As he marked 40 years at Random House this month, Erroll McDonald, v-p, executive editor in the Knopf Doubleday Publishing Group of Penguin Random House, talked with PW about a recent acquisition of his for the Pantheon imprint: Augustown, a novel by Jamaican novelist and poet Kei Miller that was published in May.

PW’s starred review described Augustown as “a rueful portrait of the enduring struggle between those who reject an impoverished life on [Miller’s] native island and the forces that hold them in check.” When he first saw the Augustown manuscript, McDonald, who was born in Costa Rica and raised in Brooklyn, was reminded of his own immigrant upbringing, particularly “the central role that my Jamaican maternal grandmother played in my early life, the cultural concerns—as a child, I attended programs run by my town’s chapter of Marcus Garvey’s black nationalist Universal Negro Improvement Association—and the lilt of the Caribbean English of my childhood.” He added that it’s the language in which he and his mother still communicate.

McDonald has spent his career publishing the intellectual elite, and among his authors is an extraordinary group of Nobel Prize winners that includes Wangari Matthai (Nobel for peace), Toni Morrison (Nobel for literature), Kary Mullis (Nobel for chemistry), and Wole Soyinka (Nobel for literature). There are also heads of state (French president Nicolas Sarkozy), literary giants (James Baldwin, Salman Rushdie, and John Edgar Wideman), and critics and academics (Harold Bloom, Henry Louis Gates Jr., and Robert Farris Thompson).

McDonald was named executive editor of Pantheon in 1990 in the wake of the controversial firing of Andre Schiffren, the imprint’s longtime publisher. McDonald was among several editors who publicly supported the popular Schiffren’s firing, spurring still more controversy at the time. A lecturer at Yale and an adjunct professor at Columbia, McDonald has for the past decade taught such courses as the Narrative Art of Toni Morrison and William Faulkner and World Fiction.

Although McDonald didn’t plan for a career in publishing, it would be hard to find someone better suited. Halfway through graduate school at Yale, he had several professions in mind, but publishing wasn’t one of them. He was considering law school or an academic career—but he really just wanted to spend the summer of 1977 working in New York City. On campus, he’d met Toni Morrison, at the time a professor and Random House editor, who helped get him an internship there.

Initially McDonald worked in a variety of departments at Random House: subsidiary rights, then as assistant to various editors, before Jason Epstein, then the legendary head of Random House and Vintage Books, hired him to work at Vintage. “My instructions from Jason were, ‘Go out and find books that matter to you and that will matter to everybody else,’ ” McDonald said.
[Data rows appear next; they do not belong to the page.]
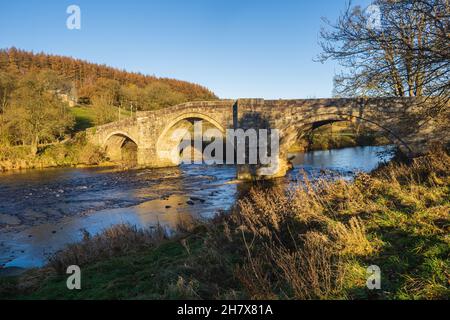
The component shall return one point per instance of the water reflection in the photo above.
(43, 210)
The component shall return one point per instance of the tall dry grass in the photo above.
(302, 243)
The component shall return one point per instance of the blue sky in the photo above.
(237, 48)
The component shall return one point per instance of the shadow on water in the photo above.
(42, 211)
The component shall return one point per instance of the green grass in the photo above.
(85, 117)
(145, 275)
(403, 210)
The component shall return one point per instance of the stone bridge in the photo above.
(400, 119)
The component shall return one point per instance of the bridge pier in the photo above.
(156, 133)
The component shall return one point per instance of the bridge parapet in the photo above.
(402, 119)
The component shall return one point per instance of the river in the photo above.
(41, 211)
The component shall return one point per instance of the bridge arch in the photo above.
(167, 146)
(121, 147)
(291, 132)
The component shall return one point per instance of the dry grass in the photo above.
(314, 242)
(118, 240)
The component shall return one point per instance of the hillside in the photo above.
(83, 76)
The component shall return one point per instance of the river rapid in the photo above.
(41, 211)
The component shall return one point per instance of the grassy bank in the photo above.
(314, 242)
(337, 136)
(74, 152)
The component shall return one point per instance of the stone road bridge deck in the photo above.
(400, 119)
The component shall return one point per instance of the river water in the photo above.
(41, 211)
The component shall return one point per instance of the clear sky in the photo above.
(237, 48)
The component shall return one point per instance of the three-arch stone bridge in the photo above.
(401, 120)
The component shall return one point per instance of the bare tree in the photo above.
(405, 54)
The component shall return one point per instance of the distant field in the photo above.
(85, 117)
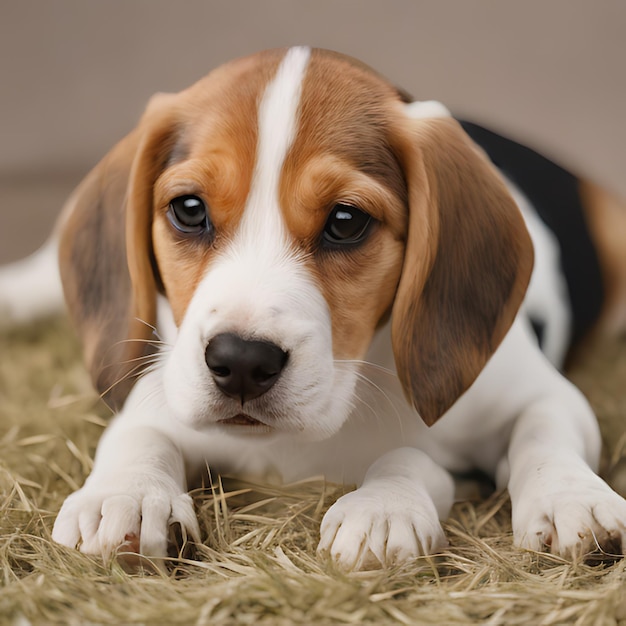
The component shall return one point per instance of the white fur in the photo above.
(426, 109)
(31, 288)
(520, 421)
(547, 298)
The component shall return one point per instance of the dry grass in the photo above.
(257, 563)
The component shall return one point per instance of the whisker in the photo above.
(145, 364)
(390, 396)
(151, 326)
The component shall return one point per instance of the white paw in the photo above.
(370, 528)
(133, 513)
(571, 518)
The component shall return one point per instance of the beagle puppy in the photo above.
(289, 266)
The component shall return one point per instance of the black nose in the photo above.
(244, 369)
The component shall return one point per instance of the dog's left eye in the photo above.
(346, 225)
(188, 214)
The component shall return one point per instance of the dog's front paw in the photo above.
(132, 513)
(577, 515)
(370, 528)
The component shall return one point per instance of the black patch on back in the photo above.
(554, 193)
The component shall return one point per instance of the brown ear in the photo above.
(467, 264)
(105, 254)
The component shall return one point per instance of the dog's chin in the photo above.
(245, 425)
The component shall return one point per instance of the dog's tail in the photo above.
(31, 289)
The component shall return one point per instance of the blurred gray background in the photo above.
(75, 75)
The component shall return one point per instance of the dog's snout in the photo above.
(244, 369)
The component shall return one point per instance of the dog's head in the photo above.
(286, 206)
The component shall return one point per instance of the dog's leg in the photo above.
(393, 517)
(31, 288)
(559, 503)
(137, 488)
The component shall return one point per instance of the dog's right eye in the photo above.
(189, 214)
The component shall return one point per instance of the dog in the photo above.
(291, 266)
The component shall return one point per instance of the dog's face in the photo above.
(286, 206)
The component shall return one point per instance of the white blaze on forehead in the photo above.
(277, 125)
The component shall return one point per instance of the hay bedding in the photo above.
(257, 563)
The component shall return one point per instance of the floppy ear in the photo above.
(105, 254)
(467, 264)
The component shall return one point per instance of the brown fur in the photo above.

The first book he acquired, Flash of the Spirit: African and Afro-American Art and Philosophy by Robert Farris Thompson (1983), is still in print and has become a landmark scholarly work on African-American aesthetics. Another Vintage title still in print is Soyinka’s 1983 memoir, Ake’: The Years of Childhood. “That allowed me to go to the Nobel ceremony for the first time,” McDonald recalled. “It’s the greatest book party in the world.”
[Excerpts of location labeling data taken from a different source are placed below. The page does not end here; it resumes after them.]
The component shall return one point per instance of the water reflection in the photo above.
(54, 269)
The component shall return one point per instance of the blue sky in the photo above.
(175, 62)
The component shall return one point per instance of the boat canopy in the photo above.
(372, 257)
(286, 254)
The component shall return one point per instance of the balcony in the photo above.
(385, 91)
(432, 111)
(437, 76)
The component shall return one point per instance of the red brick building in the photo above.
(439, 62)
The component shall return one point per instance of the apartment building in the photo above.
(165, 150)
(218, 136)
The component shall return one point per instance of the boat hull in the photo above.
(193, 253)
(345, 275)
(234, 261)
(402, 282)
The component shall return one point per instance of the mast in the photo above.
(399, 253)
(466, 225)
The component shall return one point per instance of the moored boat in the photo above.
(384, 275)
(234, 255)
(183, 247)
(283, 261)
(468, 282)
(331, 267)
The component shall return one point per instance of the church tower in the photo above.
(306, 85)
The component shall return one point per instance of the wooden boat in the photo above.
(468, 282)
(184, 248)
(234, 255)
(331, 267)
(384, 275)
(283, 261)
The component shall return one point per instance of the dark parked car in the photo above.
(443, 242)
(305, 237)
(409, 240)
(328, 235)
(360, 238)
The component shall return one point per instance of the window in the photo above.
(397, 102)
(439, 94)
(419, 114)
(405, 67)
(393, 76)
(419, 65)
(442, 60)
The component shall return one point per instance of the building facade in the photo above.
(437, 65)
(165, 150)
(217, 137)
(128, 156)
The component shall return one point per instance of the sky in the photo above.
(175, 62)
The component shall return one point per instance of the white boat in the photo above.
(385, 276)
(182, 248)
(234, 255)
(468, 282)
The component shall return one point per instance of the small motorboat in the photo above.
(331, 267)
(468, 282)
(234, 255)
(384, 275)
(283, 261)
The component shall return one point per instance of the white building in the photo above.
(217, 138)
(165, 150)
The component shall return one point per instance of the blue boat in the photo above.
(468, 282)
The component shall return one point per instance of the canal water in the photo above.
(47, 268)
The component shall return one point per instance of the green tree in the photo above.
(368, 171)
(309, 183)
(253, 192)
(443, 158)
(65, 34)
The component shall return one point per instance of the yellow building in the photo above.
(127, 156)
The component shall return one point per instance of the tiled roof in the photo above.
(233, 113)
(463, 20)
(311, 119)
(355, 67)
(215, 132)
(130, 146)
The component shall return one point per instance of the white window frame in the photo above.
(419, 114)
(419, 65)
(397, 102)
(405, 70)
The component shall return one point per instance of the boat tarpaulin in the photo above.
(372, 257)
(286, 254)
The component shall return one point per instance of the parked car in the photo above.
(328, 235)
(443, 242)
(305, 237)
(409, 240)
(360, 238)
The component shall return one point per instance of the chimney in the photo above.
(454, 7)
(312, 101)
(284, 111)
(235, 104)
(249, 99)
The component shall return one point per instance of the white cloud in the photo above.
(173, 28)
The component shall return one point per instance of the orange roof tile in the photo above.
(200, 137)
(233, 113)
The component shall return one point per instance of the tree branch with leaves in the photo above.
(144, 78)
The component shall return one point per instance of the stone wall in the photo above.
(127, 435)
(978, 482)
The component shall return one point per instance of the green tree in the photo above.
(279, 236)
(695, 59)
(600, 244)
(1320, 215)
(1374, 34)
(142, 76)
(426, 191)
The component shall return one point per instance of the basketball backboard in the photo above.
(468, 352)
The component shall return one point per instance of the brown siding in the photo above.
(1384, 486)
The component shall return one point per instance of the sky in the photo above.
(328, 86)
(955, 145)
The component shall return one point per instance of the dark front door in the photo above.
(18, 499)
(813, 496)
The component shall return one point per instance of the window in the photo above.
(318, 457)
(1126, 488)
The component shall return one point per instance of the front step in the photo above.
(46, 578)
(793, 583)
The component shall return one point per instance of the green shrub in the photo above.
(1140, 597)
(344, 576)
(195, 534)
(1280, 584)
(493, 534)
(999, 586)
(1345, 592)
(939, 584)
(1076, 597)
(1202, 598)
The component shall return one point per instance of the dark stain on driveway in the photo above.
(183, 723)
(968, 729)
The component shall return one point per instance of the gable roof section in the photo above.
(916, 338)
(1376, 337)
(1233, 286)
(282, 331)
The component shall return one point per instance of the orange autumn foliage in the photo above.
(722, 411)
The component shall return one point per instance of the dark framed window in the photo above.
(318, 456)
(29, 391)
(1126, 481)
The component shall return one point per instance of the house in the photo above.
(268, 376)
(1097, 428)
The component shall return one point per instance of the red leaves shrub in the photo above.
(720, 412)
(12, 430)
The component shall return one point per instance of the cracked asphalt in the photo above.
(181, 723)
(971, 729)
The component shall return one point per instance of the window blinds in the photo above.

Today, McDonald acquires and publishes eight to 10 books per year across the Knopf, Vintage, and Pantheon imprints, books from “distinguished authors who want to have that iconic dog on the spine,” he said. More significantly, he is one of a mere handful of African-American senior publishing executives.

“The issue right now is not so much diversity as it is power and people of color,” McDonald said. “Publishers frequently use the term diversity to deflect this awkward issue—as in, ‘Well, diversity is not just about race but about gender, economic class, religion, every category under the sun,’ rendering the term virtually meaningless. Publishers need to face the apartheid-style power structure of the industry, the fact that its key decision makers stubbornly remain of the same stripe, comprising a kind of cultural hegemony. Publishers need to ask themselves why it has been so much easier to imagine a person of color as POTUS than it is to imagine a person of color leading one of the Big Five companies anytime soon.”

McDonald added: “I’m not entirely sure that any of this will resonate where it should: with the powers that be—many of whom, I believe, are well-intentioned. So HR departments can continue to champion harmless proposals—implicit-bias seminars, awareness of microaggressions, insistence on so-called safe spaces to call grievances out—and talk until we’re all blue in the face about inclusiveness, but more often than not these initiatives, practiced mostly by junior staff, are unwittingly informed by hypocrisy, condescension, and, even, contempt. Change in the industry will not come from these efforts, but from corporate commitment at the highest level to broadcasting and dealing forthrightly with the enduring cultural shortcomings of the industry without fearing litigation. And I’m not feeling it.”

Age: 63

Current title: V-p, executive editor, Pantheon Books

Higher education: Yale College, B.A. in English; Yale Graduate School fellowship, comparative literature; Columbia Business School, executive M.B.A.